Investment in global commercial property has reached a record level after an 18% rise over 12 months.
Investment stands at $1.8 trillion compared to $1.5 trillion last year, according to research to the end of August from Cushman & Wakefield.
The firm placed significance on the inability for geo-political uncertainty and the slowing economic cycle to halt the rise in investment.
Cushman & Wakefield’s ‘Winning in Growth Cities’ report said Asian investors led the increase and that Asia was also the main recipient of investor allocations. Investment in Asia accounted for 52% of all activity and Asian buyers were responsible for 45% of all cross-border investment.

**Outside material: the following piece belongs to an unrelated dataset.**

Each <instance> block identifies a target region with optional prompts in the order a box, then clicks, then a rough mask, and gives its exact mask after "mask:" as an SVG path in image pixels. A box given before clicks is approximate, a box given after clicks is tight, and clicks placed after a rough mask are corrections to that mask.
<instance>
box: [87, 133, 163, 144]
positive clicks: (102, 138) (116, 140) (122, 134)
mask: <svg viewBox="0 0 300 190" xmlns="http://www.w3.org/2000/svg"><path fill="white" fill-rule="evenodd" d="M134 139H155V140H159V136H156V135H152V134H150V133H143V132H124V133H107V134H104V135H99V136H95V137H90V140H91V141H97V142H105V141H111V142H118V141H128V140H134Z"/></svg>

New York was the largest real estate city market in the world, followed by Los Angeles and London, with Paris rising strongly to take fourth spot ahead of Hong Kong.

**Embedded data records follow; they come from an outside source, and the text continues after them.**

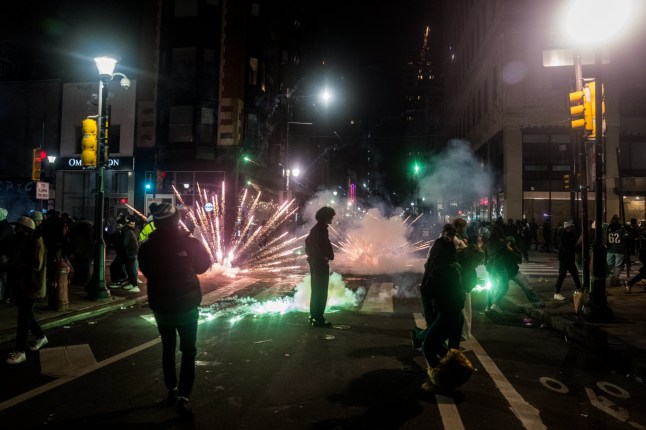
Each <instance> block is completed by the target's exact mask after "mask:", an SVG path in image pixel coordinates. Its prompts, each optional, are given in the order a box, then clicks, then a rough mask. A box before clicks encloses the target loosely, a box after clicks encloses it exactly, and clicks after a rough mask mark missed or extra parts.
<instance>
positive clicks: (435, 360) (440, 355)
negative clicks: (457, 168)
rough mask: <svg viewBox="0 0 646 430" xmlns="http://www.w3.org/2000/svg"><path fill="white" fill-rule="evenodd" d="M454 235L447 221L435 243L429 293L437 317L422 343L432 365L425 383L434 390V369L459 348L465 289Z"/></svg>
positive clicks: (422, 344) (433, 244)
mask: <svg viewBox="0 0 646 430" xmlns="http://www.w3.org/2000/svg"><path fill="white" fill-rule="evenodd" d="M454 236H455V227H454V226H453V225H452V224H446V225H445V226H444V228H443V229H442V236H441V237H439V238H438V239H436V241H435V243H434V244H433V248H434V249H433V252H432V254H433V256H432V265H431V273H430V279H429V283H428V285H427V288H428V292H427V295H428V296H429V297H432V299H433V308H434V313H435V318H434V320H433V321H432V323H431V325H430V326H429V327H428V329H427V330H426V336H425V337H424V342H423V344H422V352H423V354H424V358H425V359H426V363H427V364H428V367H429V369H428V372H427V373H428V375H429V381H427V382H425V383H424V384H423V385H422V389H423V390H425V391H432V390H433V379H434V371H435V369H436V368H437V367H438V366H439V364H440V362H441V360H442V358H444V356H445V355H446V353H447V352H448V350H450V349H456V350H459V348H460V339H461V337H462V326H463V324H464V315H463V314H462V309H463V308H464V300H465V290H464V287H463V284H462V270H461V267H460V264H458V257H457V255H458V252H457V250H456V249H455V245H454V244H453V237H454ZM445 342H447V345H446V346H445V345H444V343H445ZM447 348H448V349H447Z"/></svg>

Hong Kong was up 68% compared to 2017, giving it a rise of three places to become the first city from the region to make the global top 5 for three years.
Carlo Barel di Sant’Albano, head of global capital markets at Cushman & Wakefield, said: “There is no shortage of capital targeting real estate across myriad geographies and risk profiles. Indeed, we are seeing many investors increasing their allocations to real estate and they are evolving their strategies to allow for variable supply and risk tolerances.”

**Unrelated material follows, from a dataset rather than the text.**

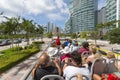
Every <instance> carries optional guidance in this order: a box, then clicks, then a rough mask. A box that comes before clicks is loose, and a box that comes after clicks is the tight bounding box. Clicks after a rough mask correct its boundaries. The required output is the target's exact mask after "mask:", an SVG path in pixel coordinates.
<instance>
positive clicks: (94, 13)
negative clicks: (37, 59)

Volumes could exceed current levels by up to 2% next year, Sant’Albano said.
Colleague David Hutchings, an investment strategy chief at the firm, said there were “clear, and many would say growing, risks in the macro environment”, but little to suggest the cycle was set to end or that a recession was looming.
“Inflation is proving to be less of a threat than feared as we continue to enjoy steady economic growth. However, price signals will be enough to keep central banks in a tightening mood in most areas and the slow but sure rise in interest rates, and reduction of quantitative easing driven liquidity, will therefore continue.”
Hutchings added: “What may be new in the year ahead is the potential for supply to increase as some switch strategy and take profits, others get caught by rising borrowing costs and a need to raise capital, and more seek out partners to jointly invest and develop.”